# Help with a router table



## nitehorse (Feb 4, 2018)

Hi,
My wife wants to make gingerbread and as we are both new to woodworking I could use a little help. 
What I thought about is a nice flat table of some sort, even a piece of 1/4 steel plate or wood. Mount a router underneath and design it so you can raise and lower the router. By drilling starter holes just raise the router and cut out a predetermined pattern. Probably have to change bits to get into corners.
So if I can think of this there has to be something more "professional" for sale.
Thanks


----------



## TomCT2 (May 16, 2014)

a router is probably not the tool to make gingerbread aka fretwork - 

can you explain a bit more? post a pix or reference site of the kind of stuff you want to make ....


----------



## woodnthings (Jan 24, 2009)

*Not a one paragraph answer .....*

There are many DIY router table ideas on You Tube:
https://www.youtube.com/results?search_query=DIY+Router+table

You need to pick one and then ask questions here if you need help.

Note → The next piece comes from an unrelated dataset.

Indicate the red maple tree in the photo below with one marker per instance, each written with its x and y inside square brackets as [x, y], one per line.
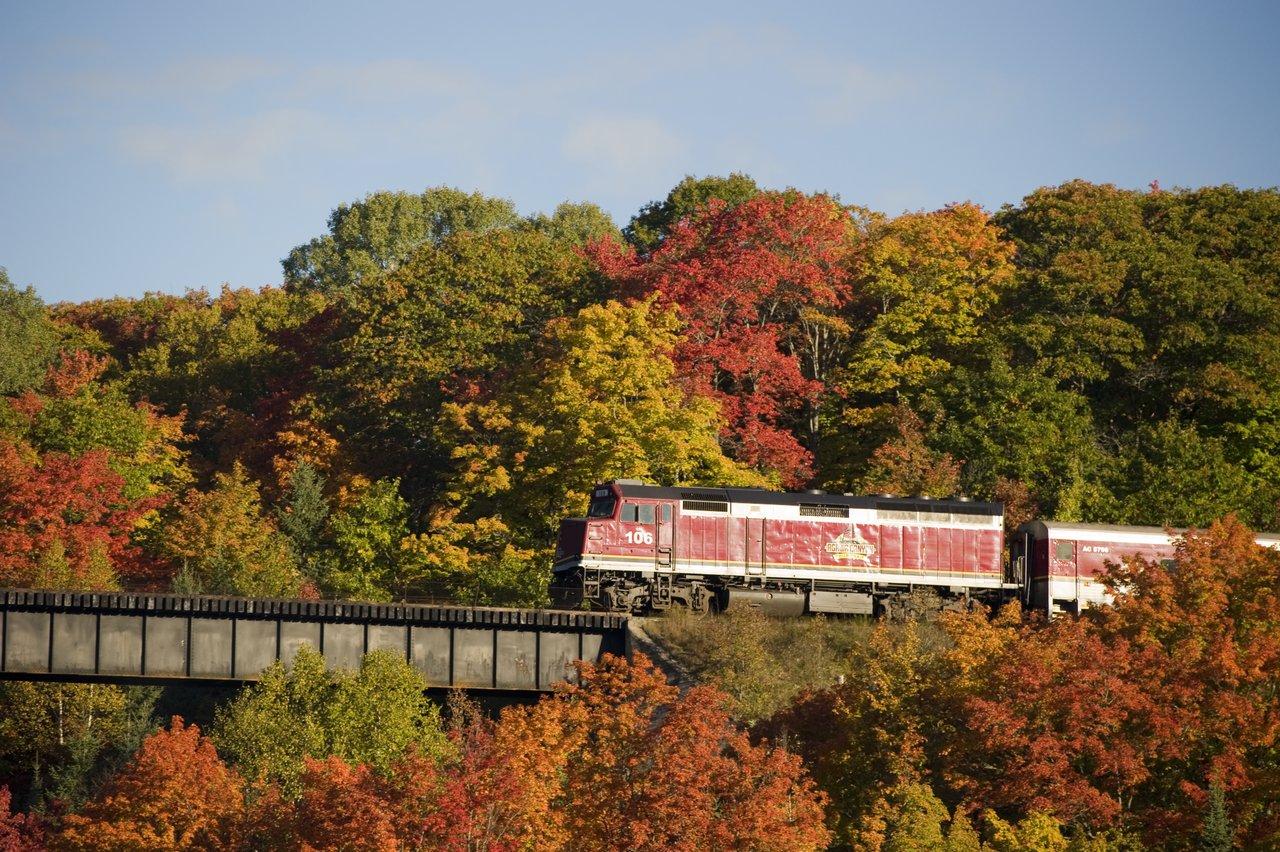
[753, 284]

There a few basic types of table tops with routers attached below.

One has a simple round hole for the largest size bit you will use, the most basic type there is. You adjust the height of the bit by loosening the router in it's clamp and rotating it up or down while trying to reach it under the table. Some basic tables are hinged at the rear so this process is easier .

The next type has a larger hole that accepts the various size inner hole inserts for router bits of various diameters. You will have to make your own inserts OR fit them into a hole you have precisely cut in the top and centered.... not easy, but doable with some skills.

The next type uses a plate like you were thinking, either a DIY plate or a commercially available one. The commercial ones will already have the precise large hole for the inserts... a big plus.

Finally, there is a router lift which has it's own plate, and the large hole for the inserts. The router is mounted to a screw type elevating system for very precise height adjustments... that's what I have. :smile2:

This guy has a sophisticated but reasonable approach:


----------



## FrankC (Aug 24, 2012)

Not sure what you wish to accomplish but this sounds like a job for a scroll saw.


----------